Queimada
7.1
Queimada

Film de Gillo Pontecorvo (1969)

Néo-colonialisme : mode d'emploi

( Comment passer à côté de la superbe B.O. du Maestro Ennio Morricone ! Qu'il devait d'ailleurs particulièrement apprécier car il la jouait très régulièrement en concert, malgré que le film ne soit pas très célèbre. Je garde un souvenir ému du concert parisien de 2016 où sa version d'Abolicao fut un des grands moments... https://m.youtube.com/playlist?list=PLDmdF1ma6cZpyDjKDytouCh8fsq4E4kIF)


Trois années après la sortie de l'explosif La Bataille d'Alger, Gillo Pontecorvo récidivait en 1969 avec la sortie d'un nouveau pamphlet anti-impérialiste. Porté par un grand Marlon Brando très impliqué, ce Queimada reste, plus de 50 ans après sa sortie, toujours aussi actuel et malaisant.

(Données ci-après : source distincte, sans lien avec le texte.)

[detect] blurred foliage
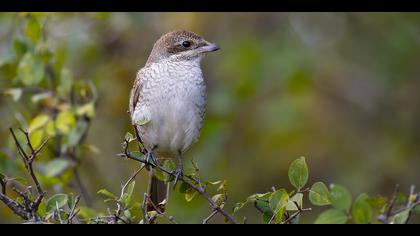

Membre du Parti Communiste et résistant durant la Seconde Guerre Mondiale, Gilo Pontecorvo développa durant sa carrière de cinéaste son engagement politique. Cela explique d'ailleurs sans doute sa maigre filmographie composée entre autres de Kapo (qui traite des camps de concentration), La Bataille d'Alger (sur la Guerre d'Algérie, longtemps censuré en France et qui ressort en Blu-Ray chez Studio Canal), Ogro (sur le mouvement ETA au Pays Basque) et ce Queimada qui demeure son projet le plus ambitieux, le plus couteux et qui précipita sa fin de carrière. Malgré sa réelle qualité et l'énorme interprétation de Marlon Brando (alors en retrait d'Hollywood pour mener ses engagements politiques notamment concernant les indiens d'Amérique), Queimada sera un échec public et ne sortira aux Etats-Unis que dix ans plus tard et dans une version raccourcie de 20 minutes. Une censure tout à fait compréhensible, car s'il n'est nullement fait allusion à L'Once Sam dans le film, c'est bien la politique extérieure américaine, antérieure et contemporaine (Guerre du Viêt-Nam, interventionnisme en Amérique Latine...) à l'œuvre, qui est visée ici.
Ainsi, le personnage principal, présenté comme un britannique, est la reprise d'un aventurier américain ayant bien existé au 19ème siècle, William Walker, « coupable » entre autres d'avoir envahi (avec l'accord officieux de son pays) des pays d'Amérique Latine pour faciliter l'implantation des grandes entreprises américaines. Parmi ses faits d'armes, il parvint également à devenir Président du Nicaragua (!?) et à y réimplanter l'esclavage pourtant aboli depuis des décennies...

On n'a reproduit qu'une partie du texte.